Mrs. Harlowe spun her around and held her very tightly by the shoulders. Her eyes were filled with a sort of wild fury that Lina had never seen. They were blue, but her temper had made them burn green. She looked almost rabid. “Listen to me, you most insolent little wench. Your loose, wanton behavior at the ball almost cost us everything! By some grand miracle, Mr. Blackstone appears to have decided to send for you immediately to be married anon. So you are being sent off this moment, that you may hopefully arrive and be wed before the rumors of your terrible deeds reach him.” She put a finger up and wagged it sharply in Lina’s face, a crude gesture Lina had never seen the likes of from Mrs. Harlowe in her life. “I do not know what, but the grace of God, has prompted the man to send for you at this moment, but you shall get dressed and be packed up with your things and sent away, and we shall all hope for the very best.”
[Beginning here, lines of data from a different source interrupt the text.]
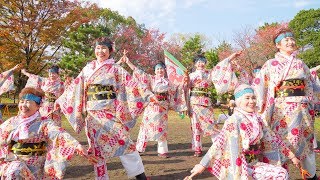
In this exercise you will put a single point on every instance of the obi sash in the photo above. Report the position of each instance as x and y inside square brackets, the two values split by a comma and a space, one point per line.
[50, 97]
[100, 92]
[252, 155]
[28, 148]
[291, 87]
[162, 96]
[200, 92]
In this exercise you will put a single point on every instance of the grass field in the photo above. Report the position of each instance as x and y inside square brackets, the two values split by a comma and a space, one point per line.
[175, 167]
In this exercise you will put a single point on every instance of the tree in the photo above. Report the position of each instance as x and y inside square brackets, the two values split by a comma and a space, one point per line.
[144, 46]
[306, 27]
[192, 47]
[77, 48]
[32, 30]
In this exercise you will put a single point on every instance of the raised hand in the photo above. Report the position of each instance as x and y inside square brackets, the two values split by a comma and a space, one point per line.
[124, 58]
[198, 169]
[17, 67]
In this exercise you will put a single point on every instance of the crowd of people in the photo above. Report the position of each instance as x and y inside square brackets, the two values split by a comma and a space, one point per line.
[270, 123]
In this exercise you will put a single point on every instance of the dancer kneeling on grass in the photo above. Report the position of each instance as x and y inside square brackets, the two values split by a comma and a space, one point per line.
[237, 152]
[34, 147]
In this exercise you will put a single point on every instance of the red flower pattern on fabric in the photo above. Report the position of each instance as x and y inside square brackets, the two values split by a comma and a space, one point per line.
[69, 110]
[274, 63]
[243, 126]
[121, 142]
[139, 104]
[294, 131]
[238, 161]
[256, 80]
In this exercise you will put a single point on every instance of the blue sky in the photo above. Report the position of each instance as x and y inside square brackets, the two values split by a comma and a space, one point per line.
[217, 19]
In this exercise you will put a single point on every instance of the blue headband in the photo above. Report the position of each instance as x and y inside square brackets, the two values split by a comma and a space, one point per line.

“Mrs. Harlowe, I don’t recall what happened last night, but I—”

“Say nothing!” Mrs. Harlowe shouted. “Nothing, about last evening. Not a word, not another word. You have disgraced yourself, and you had better start hoping that you say “I do,” before the rumors catch up to you, or...” Mrs. Harlowe pressed her lips together and shook her head. “I don’t know what any of us will do.”

She was packed into a carriage within the hour. Mrs. Harlowe tossed a bag with bread and cheese into the carriage at the last moment, else she might have starved. She did not get a chance to say goodbye to Evangeline, whose nerves had been so frayed that a doctor had been called to give a sedative for her hysteria, nor to Anna, who managed to wave sadly from a window, and make a sign with her hands and fingers of writing a letter. Lina was in tears as the carriage whisked her away, and she was so distraught that she could not even bear to open the curtains and look, for what might be the last time, on the glorious streets of London.